1.3 Create expressionset

1.4 Hisat2 expressionset

tc_hisat <- create_expt("sample_sheets/all_samples.xlsx",
                        gene_info = clb_annot,
                        file_column = "tcruzihisatfile")

## Reading the sample metadata.

## The sample definitions comprises: 8 rows(samples) and 38 columns(metadata fields).

## Reading count tables.

## Reading count files with read.table().

## /mnt/sshfs_10186/cbcbsub01/fs/cbcb-lab/nelsayed/scratch/atb/rnaseq/tcruzi_fernanda_2021/preprocessing/hpgl1216/outputs/hisat2_tcruzi_clbrener_v37/r1.count_tcruzi_clbrener_v37_sno_gene_ID.count.xz contains 25104 rows.

## preprocessing/hpgl1217/outputs/hisat2_tcruzi_clbrener_v37/r1.count_tcruzi_clbrener_v37_sno_gene_ID.count.xz contains 25104 rows and merges to 25104 rows.

## preprocessing/hpgl1218/outputs/hisat2_tcruzi_clbrener_v37/r1.count_tcruzi_clbrener_v37_sno_gene_ID.count.xz contains 25104 rows and merges to 25104 rows.

## preprocessing/hpgl1219/outputs/hisat2_tcruzi_clbrener_v37/r1.count_tcruzi_clbrener_v37_sno_gene_ID.count.xz contains 25104 rows and merges to 25104 rows.

## preprocessing/hpgl1220/outputs/hisat2_tcruzi_clbrener_v37/r1.count_tcruzi_clbrener_v37_sno_gene_ID.count.xz contains 25104 rows and merges to 25104 rows.

## preprocessing/hpgl1221/outputs/hisat2_tcruzi_clbrener_v37/r1.count_tcruzi_clbrener_v37_sno_gene_ID.count.xz contains 25104 rows and merges to 25104 rows.

## preprocessing/hpgl1222/outputs/hisat2_tcruzi_clbrener_v37/r1.count_tcruzi_clbrener_v37_sno_gene_ID.count.xz contains 25104 rows and merges to 25104 rows.

## preprocessing/hpgl1223/outputs/hisat2_tcruzi_clbrener_v37/r1.count_tcruzi_clbrener_v37_sno_gene_ID.count.xz contains 25104 rows and merges to 25104 rows.

## Finished reading count data.

## Matched 25099 annotations and counts.

## Bringing together the count matrix and gene information.

## Saving the expressionset to 'expt.rda'.

## The final expressionset has 25099 rows and 8 columns.

pp(file = "images/fm_libsize.png")

## Going to write the image to: images/fm_libsize.png when dev.off() is called.

plot_libsize(tc_hisat)$plot
dev.off()

## png 
##   2

tc_first <- normalize_expt(tc_hisat, filter = "simple", convert = "cpm",
                           transform = "log2", norm = "quant")

## This function will replace the expt$expressionset slot with:

## log2(cpm(quant(simple(data))))

## It will save copies of each step along the way
##  in expt$normalized with the corresponding libsizes.
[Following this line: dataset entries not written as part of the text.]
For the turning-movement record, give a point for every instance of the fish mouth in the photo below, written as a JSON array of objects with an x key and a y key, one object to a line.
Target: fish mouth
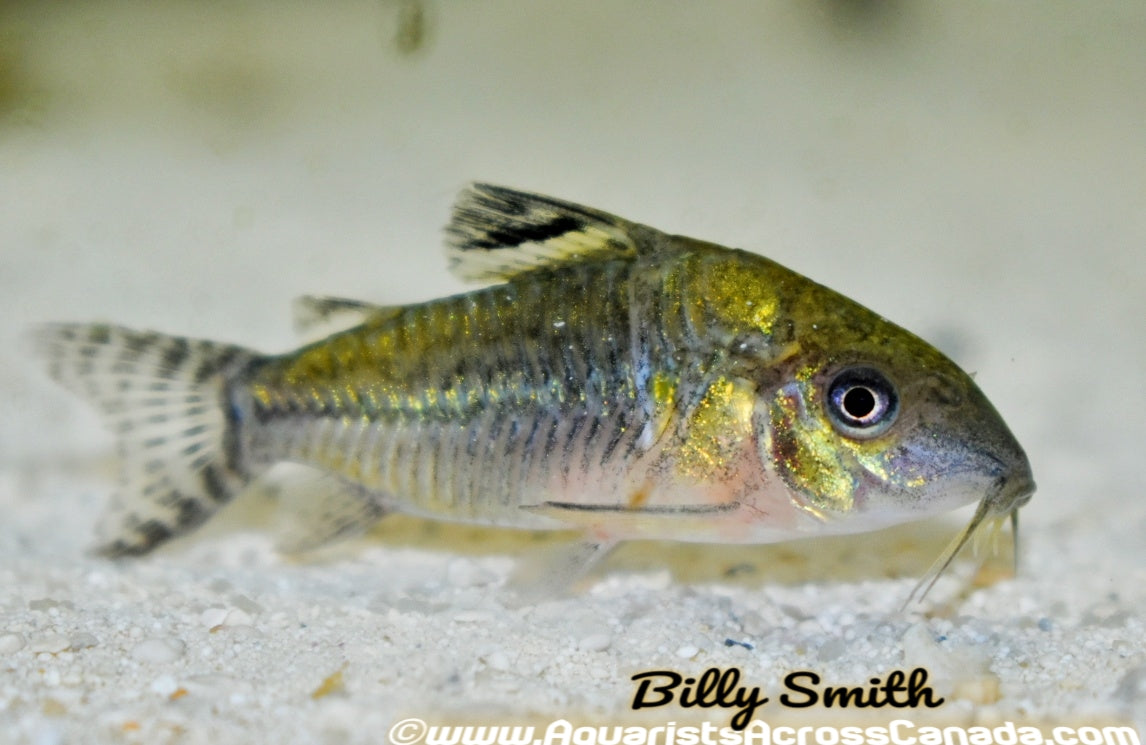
[{"x": 1007, "y": 494}]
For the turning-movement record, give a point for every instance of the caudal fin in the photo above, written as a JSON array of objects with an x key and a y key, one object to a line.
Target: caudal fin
[{"x": 167, "y": 400}]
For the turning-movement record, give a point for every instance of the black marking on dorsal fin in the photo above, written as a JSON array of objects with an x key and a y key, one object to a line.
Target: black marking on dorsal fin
[
  {"x": 497, "y": 233},
  {"x": 316, "y": 315}
]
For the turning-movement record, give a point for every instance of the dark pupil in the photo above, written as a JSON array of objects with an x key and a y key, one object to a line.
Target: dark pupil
[{"x": 858, "y": 402}]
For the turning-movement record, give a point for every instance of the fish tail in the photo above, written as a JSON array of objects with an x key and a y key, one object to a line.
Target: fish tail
[{"x": 170, "y": 401}]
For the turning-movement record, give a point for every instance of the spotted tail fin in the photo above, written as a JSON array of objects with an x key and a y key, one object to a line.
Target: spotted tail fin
[{"x": 169, "y": 402}]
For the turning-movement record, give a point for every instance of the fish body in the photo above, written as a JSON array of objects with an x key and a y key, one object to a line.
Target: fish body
[{"x": 611, "y": 378}]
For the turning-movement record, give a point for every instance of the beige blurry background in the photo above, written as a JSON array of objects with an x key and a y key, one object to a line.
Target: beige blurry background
[{"x": 975, "y": 171}]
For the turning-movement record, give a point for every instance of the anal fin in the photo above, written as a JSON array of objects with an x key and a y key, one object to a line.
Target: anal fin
[
  {"x": 556, "y": 570},
  {"x": 319, "y": 509}
]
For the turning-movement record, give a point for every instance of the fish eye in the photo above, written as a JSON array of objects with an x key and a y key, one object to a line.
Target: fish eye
[{"x": 862, "y": 402}]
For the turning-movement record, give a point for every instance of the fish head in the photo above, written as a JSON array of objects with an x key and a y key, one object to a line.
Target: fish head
[{"x": 865, "y": 423}]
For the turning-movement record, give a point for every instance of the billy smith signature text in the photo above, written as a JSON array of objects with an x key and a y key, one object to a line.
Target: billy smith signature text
[{"x": 801, "y": 689}]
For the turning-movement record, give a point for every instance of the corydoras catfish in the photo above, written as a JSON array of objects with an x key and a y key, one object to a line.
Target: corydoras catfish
[{"x": 609, "y": 377}]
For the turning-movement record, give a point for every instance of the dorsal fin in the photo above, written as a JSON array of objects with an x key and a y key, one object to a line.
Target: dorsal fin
[{"x": 497, "y": 233}]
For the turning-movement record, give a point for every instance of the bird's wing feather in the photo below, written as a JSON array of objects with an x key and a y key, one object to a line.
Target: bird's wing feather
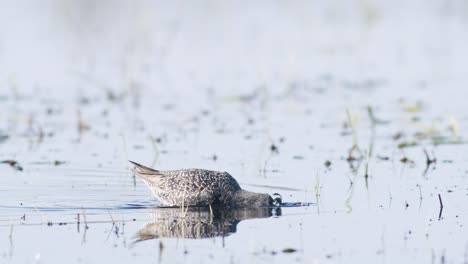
[{"x": 142, "y": 170}]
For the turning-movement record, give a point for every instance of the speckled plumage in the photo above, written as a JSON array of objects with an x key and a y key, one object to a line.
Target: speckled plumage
[{"x": 197, "y": 187}]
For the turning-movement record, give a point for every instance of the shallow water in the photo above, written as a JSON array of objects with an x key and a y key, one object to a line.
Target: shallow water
[{"x": 259, "y": 90}]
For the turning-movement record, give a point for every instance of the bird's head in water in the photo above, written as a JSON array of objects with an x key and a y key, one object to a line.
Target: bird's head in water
[{"x": 277, "y": 199}]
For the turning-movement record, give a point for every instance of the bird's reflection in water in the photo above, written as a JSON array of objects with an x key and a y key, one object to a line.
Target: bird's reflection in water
[{"x": 198, "y": 222}]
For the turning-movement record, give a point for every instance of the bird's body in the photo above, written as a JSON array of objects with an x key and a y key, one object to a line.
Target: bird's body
[{"x": 197, "y": 187}]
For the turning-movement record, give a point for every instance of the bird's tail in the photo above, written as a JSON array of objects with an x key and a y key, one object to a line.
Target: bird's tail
[{"x": 141, "y": 170}]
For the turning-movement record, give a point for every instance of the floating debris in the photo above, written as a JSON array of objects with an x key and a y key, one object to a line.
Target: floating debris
[
  {"x": 274, "y": 149},
  {"x": 289, "y": 250},
  {"x": 3, "y": 138},
  {"x": 13, "y": 163}
]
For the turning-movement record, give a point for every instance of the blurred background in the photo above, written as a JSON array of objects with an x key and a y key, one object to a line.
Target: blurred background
[{"x": 278, "y": 93}]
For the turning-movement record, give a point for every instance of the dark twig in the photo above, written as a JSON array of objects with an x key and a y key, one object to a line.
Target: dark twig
[{"x": 441, "y": 206}]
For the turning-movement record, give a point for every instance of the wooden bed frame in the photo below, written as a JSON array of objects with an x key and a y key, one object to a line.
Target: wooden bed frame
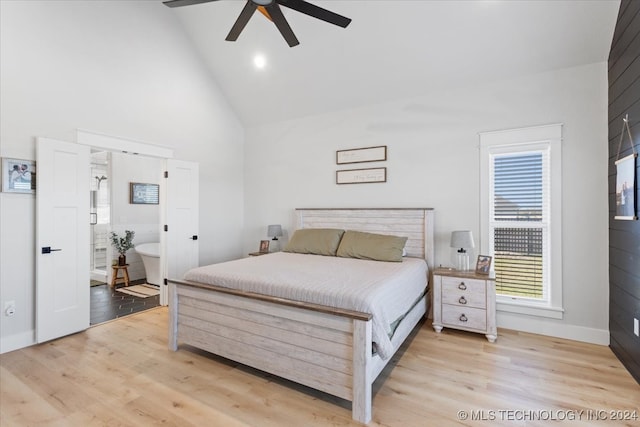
[{"x": 321, "y": 347}]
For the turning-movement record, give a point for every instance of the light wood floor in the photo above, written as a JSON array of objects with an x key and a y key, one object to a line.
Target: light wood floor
[{"x": 122, "y": 374}]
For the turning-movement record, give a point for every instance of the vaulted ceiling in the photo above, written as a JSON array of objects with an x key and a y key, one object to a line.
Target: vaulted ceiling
[{"x": 392, "y": 49}]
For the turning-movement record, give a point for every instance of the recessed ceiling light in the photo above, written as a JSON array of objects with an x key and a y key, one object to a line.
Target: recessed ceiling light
[{"x": 259, "y": 61}]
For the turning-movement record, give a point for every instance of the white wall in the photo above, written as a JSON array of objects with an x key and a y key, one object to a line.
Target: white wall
[
  {"x": 433, "y": 161},
  {"x": 121, "y": 68}
]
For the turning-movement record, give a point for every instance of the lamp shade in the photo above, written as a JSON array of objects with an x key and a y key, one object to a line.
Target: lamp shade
[
  {"x": 462, "y": 239},
  {"x": 274, "y": 230}
]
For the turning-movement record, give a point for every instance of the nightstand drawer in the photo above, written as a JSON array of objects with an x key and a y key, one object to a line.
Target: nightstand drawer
[
  {"x": 464, "y": 292},
  {"x": 466, "y": 317},
  {"x": 467, "y": 286}
]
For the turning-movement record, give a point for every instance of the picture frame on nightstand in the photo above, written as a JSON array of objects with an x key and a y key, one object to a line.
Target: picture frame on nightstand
[{"x": 483, "y": 265}]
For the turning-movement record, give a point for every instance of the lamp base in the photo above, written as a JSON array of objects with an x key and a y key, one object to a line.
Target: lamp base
[{"x": 462, "y": 261}]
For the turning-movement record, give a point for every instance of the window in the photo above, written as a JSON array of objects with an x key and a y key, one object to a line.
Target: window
[{"x": 520, "y": 205}]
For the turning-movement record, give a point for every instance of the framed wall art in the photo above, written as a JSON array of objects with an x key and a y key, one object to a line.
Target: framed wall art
[
  {"x": 626, "y": 178},
  {"x": 361, "y": 155},
  {"x": 483, "y": 265},
  {"x": 144, "y": 194},
  {"x": 18, "y": 176},
  {"x": 361, "y": 176}
]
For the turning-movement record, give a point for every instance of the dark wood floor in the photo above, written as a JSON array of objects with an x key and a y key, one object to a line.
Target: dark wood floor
[{"x": 107, "y": 304}]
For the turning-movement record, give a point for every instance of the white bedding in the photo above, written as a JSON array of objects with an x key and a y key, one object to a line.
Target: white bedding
[{"x": 387, "y": 290}]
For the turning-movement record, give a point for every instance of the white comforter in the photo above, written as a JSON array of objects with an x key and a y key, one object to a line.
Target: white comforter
[{"x": 387, "y": 290}]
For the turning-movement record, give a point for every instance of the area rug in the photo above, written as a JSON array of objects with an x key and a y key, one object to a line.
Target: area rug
[{"x": 140, "y": 291}]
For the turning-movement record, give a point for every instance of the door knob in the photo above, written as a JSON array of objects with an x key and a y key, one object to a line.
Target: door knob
[{"x": 48, "y": 250}]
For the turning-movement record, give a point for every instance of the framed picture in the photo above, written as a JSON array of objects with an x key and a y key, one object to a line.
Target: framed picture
[
  {"x": 625, "y": 188},
  {"x": 144, "y": 194},
  {"x": 483, "y": 266},
  {"x": 361, "y": 176},
  {"x": 18, "y": 176},
  {"x": 361, "y": 155}
]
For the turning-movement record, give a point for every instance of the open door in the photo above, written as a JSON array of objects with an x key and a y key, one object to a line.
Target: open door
[
  {"x": 181, "y": 242},
  {"x": 62, "y": 239}
]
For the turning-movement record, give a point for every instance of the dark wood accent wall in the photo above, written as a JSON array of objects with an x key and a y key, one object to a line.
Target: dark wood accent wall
[{"x": 624, "y": 236}]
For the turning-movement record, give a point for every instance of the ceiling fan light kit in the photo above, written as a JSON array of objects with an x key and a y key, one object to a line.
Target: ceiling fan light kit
[{"x": 271, "y": 9}]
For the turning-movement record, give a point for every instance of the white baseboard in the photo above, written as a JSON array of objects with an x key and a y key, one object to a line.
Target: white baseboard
[
  {"x": 553, "y": 328},
  {"x": 17, "y": 341}
]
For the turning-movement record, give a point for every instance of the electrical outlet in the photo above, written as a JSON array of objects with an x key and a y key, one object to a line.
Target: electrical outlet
[{"x": 9, "y": 308}]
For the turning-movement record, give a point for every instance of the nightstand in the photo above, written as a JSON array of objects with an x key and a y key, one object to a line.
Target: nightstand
[{"x": 464, "y": 300}]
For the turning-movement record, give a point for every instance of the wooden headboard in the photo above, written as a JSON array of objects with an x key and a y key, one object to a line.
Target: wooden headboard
[{"x": 414, "y": 223}]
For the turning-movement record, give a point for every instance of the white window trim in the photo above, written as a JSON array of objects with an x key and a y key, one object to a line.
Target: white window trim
[{"x": 520, "y": 139}]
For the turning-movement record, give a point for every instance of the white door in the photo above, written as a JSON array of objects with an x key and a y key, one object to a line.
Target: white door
[
  {"x": 181, "y": 238},
  {"x": 62, "y": 239}
]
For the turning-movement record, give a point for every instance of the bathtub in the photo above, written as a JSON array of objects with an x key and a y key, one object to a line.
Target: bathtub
[{"x": 150, "y": 254}]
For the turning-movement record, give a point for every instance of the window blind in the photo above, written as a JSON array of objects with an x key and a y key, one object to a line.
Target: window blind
[{"x": 519, "y": 223}]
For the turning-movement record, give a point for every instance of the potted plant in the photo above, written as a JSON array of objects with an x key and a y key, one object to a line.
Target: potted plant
[{"x": 122, "y": 245}]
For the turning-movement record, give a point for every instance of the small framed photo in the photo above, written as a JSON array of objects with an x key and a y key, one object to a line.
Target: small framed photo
[
  {"x": 483, "y": 266},
  {"x": 18, "y": 176},
  {"x": 144, "y": 194}
]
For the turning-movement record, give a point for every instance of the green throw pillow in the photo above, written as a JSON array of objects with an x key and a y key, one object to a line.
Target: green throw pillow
[{"x": 378, "y": 247}]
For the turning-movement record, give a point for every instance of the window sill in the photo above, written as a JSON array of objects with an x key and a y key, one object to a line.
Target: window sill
[{"x": 510, "y": 306}]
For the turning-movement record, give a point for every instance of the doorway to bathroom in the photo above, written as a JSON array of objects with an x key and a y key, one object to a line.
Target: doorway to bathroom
[
  {"x": 112, "y": 210},
  {"x": 69, "y": 163}
]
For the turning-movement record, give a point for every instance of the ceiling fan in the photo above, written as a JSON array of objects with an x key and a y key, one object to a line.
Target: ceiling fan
[{"x": 271, "y": 9}]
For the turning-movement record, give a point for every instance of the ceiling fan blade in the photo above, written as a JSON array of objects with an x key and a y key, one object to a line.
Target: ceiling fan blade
[
  {"x": 282, "y": 24},
  {"x": 316, "y": 12},
  {"x": 179, "y": 3},
  {"x": 241, "y": 22}
]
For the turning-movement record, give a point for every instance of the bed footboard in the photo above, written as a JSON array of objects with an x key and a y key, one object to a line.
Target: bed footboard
[{"x": 330, "y": 352}]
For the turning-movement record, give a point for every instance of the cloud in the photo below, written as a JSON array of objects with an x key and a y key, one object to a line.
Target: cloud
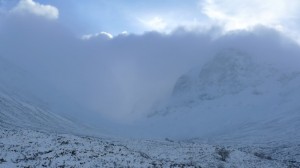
[
  {"x": 104, "y": 35},
  {"x": 123, "y": 77},
  {"x": 244, "y": 15},
  {"x": 35, "y": 8}
]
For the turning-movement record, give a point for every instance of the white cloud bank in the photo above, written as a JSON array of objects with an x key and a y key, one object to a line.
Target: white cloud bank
[
  {"x": 31, "y": 7},
  {"x": 281, "y": 15},
  {"x": 104, "y": 35}
]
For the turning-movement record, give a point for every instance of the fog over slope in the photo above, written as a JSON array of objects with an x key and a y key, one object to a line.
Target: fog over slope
[{"x": 126, "y": 78}]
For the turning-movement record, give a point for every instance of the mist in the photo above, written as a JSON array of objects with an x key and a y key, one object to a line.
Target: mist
[{"x": 122, "y": 78}]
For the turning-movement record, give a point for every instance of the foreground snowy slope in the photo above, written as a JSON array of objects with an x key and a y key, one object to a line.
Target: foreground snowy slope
[
  {"x": 27, "y": 148},
  {"x": 21, "y": 106}
]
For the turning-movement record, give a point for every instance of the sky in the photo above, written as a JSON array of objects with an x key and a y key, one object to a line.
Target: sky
[
  {"x": 117, "y": 16},
  {"x": 118, "y": 57}
]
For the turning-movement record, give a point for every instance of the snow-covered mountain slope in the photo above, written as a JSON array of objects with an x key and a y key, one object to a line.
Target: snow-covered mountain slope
[
  {"x": 21, "y": 107},
  {"x": 27, "y": 148},
  {"x": 234, "y": 93}
]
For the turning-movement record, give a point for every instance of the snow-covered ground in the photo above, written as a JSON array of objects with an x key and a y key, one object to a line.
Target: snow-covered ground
[
  {"x": 242, "y": 114},
  {"x": 27, "y": 148}
]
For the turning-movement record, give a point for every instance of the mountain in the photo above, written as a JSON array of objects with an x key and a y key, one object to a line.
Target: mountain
[
  {"x": 21, "y": 105},
  {"x": 235, "y": 94}
]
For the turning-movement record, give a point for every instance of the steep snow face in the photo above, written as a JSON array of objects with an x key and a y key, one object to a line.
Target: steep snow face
[
  {"x": 230, "y": 72},
  {"x": 17, "y": 113},
  {"x": 20, "y": 106},
  {"x": 233, "y": 93}
]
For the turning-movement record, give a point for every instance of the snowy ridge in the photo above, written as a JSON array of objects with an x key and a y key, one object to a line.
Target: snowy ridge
[{"x": 234, "y": 95}]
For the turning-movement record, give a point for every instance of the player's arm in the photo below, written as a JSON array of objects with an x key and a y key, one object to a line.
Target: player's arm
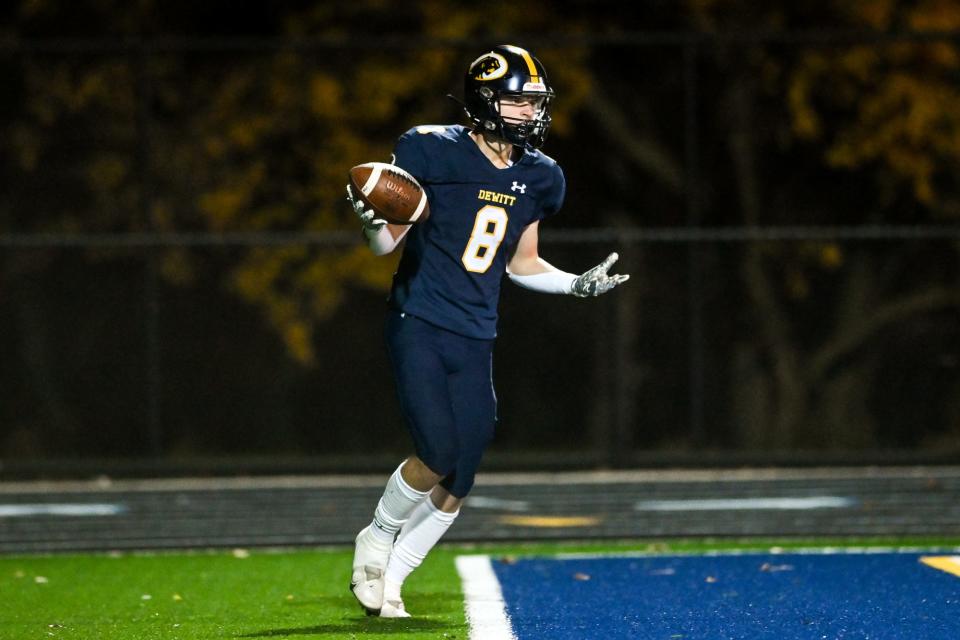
[
  {"x": 382, "y": 237},
  {"x": 527, "y": 269}
]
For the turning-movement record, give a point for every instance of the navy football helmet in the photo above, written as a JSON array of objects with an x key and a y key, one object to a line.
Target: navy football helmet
[{"x": 511, "y": 72}]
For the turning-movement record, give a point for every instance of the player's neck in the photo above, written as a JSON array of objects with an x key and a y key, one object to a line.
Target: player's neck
[{"x": 500, "y": 152}]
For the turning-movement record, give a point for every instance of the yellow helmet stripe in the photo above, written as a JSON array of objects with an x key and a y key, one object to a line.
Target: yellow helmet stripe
[{"x": 531, "y": 67}]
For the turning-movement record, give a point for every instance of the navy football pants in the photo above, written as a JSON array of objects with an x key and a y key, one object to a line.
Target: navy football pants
[{"x": 445, "y": 384}]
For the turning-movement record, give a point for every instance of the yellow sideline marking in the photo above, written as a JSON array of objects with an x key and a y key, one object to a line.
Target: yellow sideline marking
[
  {"x": 549, "y": 521},
  {"x": 950, "y": 564}
]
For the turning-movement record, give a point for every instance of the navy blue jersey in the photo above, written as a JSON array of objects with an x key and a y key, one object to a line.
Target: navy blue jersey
[{"x": 454, "y": 261}]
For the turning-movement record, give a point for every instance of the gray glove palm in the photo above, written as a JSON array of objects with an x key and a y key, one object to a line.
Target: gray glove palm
[
  {"x": 368, "y": 217},
  {"x": 596, "y": 281}
]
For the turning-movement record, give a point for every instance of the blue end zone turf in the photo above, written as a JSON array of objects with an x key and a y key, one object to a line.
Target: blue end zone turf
[{"x": 750, "y": 597}]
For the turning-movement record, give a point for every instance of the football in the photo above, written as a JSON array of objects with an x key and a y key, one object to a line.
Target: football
[{"x": 393, "y": 193}]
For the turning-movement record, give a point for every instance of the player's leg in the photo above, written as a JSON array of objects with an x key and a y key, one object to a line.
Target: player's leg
[
  {"x": 475, "y": 408},
  {"x": 420, "y": 376}
]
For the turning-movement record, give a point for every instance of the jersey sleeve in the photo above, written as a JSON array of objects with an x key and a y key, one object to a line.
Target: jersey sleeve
[{"x": 555, "y": 195}]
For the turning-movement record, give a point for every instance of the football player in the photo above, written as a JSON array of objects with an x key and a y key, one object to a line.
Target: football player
[{"x": 489, "y": 186}]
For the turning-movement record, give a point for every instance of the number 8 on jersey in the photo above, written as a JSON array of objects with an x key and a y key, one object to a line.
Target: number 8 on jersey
[{"x": 489, "y": 228}]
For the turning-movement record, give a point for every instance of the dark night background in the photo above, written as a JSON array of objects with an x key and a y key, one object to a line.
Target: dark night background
[{"x": 182, "y": 284}]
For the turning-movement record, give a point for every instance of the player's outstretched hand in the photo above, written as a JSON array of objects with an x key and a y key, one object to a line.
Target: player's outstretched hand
[
  {"x": 368, "y": 218},
  {"x": 596, "y": 281}
]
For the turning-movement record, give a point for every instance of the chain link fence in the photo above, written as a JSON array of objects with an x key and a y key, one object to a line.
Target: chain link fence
[{"x": 780, "y": 310}]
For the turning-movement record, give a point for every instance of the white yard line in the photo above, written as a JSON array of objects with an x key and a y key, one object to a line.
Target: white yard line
[
  {"x": 486, "y": 611},
  {"x": 59, "y": 509},
  {"x": 747, "y": 504}
]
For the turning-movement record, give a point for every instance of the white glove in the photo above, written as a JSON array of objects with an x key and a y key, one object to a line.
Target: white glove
[
  {"x": 367, "y": 216},
  {"x": 596, "y": 281}
]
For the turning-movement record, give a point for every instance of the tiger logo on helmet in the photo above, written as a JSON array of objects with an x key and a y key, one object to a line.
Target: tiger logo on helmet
[{"x": 508, "y": 70}]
Keep libsizes in mind
##  when invoking limma.  The appropriate libsize is non-log(cpm(normalized)).
##  This is most likely kept at:
##  'new_expt$normalized$intermediate_counts$normalization$libsizes'
##  A copy of this may also be found at:
##  new_expt$best_libsize

## Not correcting the count-data for batch effects.  If batch is
##  included in EdgerR/limma's model, then this is probably wise; but in extreme
##  batch effects this is a good parameter to play with.

## Step 1: performing count filter with option: simple

## Removing 3262 low-count genes (21837 remaining).

## Step 2: normalizing the data with quant.

## Step 3: converting the data with cpm.

## The method is: raw.

## Step 4: not doing batch correction.

## Step 4: transforming the data with log2.

## transform_counts: Found 14438 values equal to 0, adding 1 to the matrix.

pp(file = "images/initial_pca.png")

## Going to write the image to: images/initial_pca.png when dev.off() is called.

plot_pca(tc_first)$plot
dev.off()

## png 
##   2

2 Subtractions

If I heard correctly, the goal is to subtract the wt from the tagged samples. So, contrasts should take this into account.

keepers <- list(
    "wt" = c("station_wt", "log_wt"),
    "tagged" = c("station_tag", "log_tag"),
    "log" = c("log_tag", "log_wt"),
    "station" = c("station_tag", "station_wt"))
extra <- list(
    "all" = c("station", "log"))
pairs <- all_pairwise(tc_hisat, model_batch = "svaseq", filter = TRUE)

## batch_counts: Before batch/surrogate estimation, 119881 entries are x>1: 91%.

## batch_counts: Before batch/surrogate estimation, 6828 entries are x==0: 5%.

## The be method chose 1 surrogate variable.

## Attempting svaseq estimation with 1 surrogate.

## Plotting a PCA before surrogate/batch inclusion.

## Not putting labels on the PC plot.

## Using svaseq to visualize before/after batch inclusion.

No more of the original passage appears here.